A recent study by Bioversity International, supported by the CGIAR Research Program on Climate Change, Agriculture and Food Security, concluded that maize and rice, for example, receive far more research than is warranted by the nutrition they offer. Other crops, including broad beans, chickpeas, lentils, sweet potato and even wheat, would offer greater gains. This is particularly important in light of the IPCC report’s stress on “multiple co-benefits”; that is, reducing competition for land while mitigating climate change and improving food and nutrition sustainability.

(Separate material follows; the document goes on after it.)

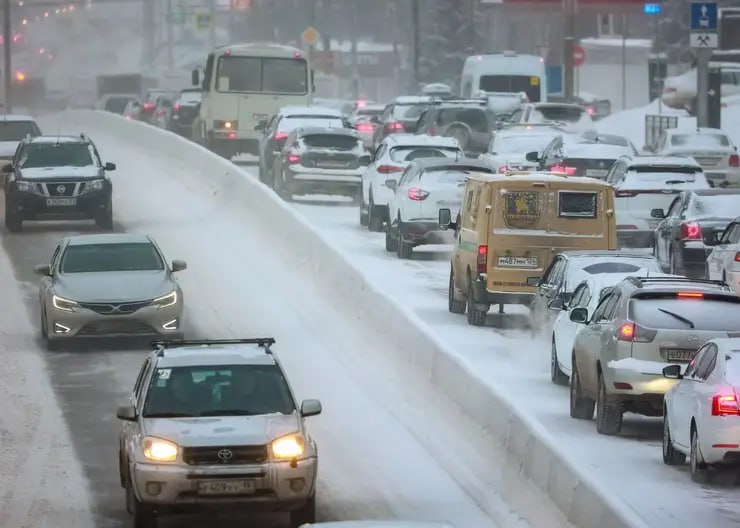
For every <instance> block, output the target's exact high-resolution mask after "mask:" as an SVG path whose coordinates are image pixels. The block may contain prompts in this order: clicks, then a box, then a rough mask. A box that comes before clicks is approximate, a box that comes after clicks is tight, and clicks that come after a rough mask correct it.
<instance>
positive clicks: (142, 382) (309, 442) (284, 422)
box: [117, 338, 321, 528]
mask: <svg viewBox="0 0 740 528" xmlns="http://www.w3.org/2000/svg"><path fill="white" fill-rule="evenodd" d="M274 343H275V340H274V339H273V338H258V339H225V340H202V341H171V342H158V343H155V344H156V345H157V350H156V351H154V352H153V353H151V354H150V355H149V356H148V357H147V359H146V361H145V362H144V365H143V366H142V367H141V371H140V372H139V376H138V378H137V379H136V384H135V386H134V390H133V391H132V393H131V396H130V398H129V403H128V405H126V406H124V407H120V408H119V409H118V412H117V416H118V418H119V419H120V420H121V422H122V426H121V433H120V444H119V472H120V477H121V486H123V487H124V488H125V490H126V509H127V510H128V512H129V513H131V514H132V515H133V517H134V523H133V526H134V528H153V527H155V526H156V525H157V517H158V516H160V515H162V514H167V513H174V512H182V511H186V512H187V511H192V512H199V511H222V510H224V509H225V508H228V507H232V508H236V509H239V510H242V511H250V510H267V511H284V512H289V513H290V518H291V525H292V526H293V527H297V526H300V525H302V524H304V523H310V522H315V510H316V473H317V467H318V453H317V450H316V444H315V442H314V441H313V439H312V438H311V437H310V436H309V434H308V433H307V431H306V428H305V426H304V418H306V417H308V416H315V415H318V414H320V413H321V403H320V402H319V401H318V400H305V401H303V403H301V404H300V405H298V404H297V402H296V400H295V397H294V396H293V392H292V390H291V388H290V385H289V384H288V381H287V379H286V378H285V374H284V373H283V370H282V368H281V366H280V363H279V362H278V360H277V358H276V357H275V356H274V355H273V353H272V351H271V350H270V346H271V345H272V344H274Z"/></svg>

Research at Bioversity International also anticipated the report’s conclusion that “[g]lobal warming has led to shifts of climate zones in many world regions”. Climate analogues is a tool developed with Bioversity scientists that allows farmers and others to plan for the future by seeing where on Earth today experiences the kind of climate that they may have in the future, and from which they could learn. This could help food systems to ensure that, as they diversify in line with the IPCC’s suggestions, they do not tie themselves to crops and practices that may fail to deliver as conditions change.

Climate Change and Land strengthens the conclusions of the recent report of the Intergovernmental Science-Policy Platform on Biodiversity and Ecosystem Services (IPBES) about the importance of biodiversity in agriculture. The IPCC report makes clear that although some changes in land use would deliver immediate benefits, others will require at least a few years to make a dent in the climate crisis. In its measured way, it makes plain that the time to act is now. Biodiversity, as an integral part of agriculture, is an essential resource for all the actions the report calls for.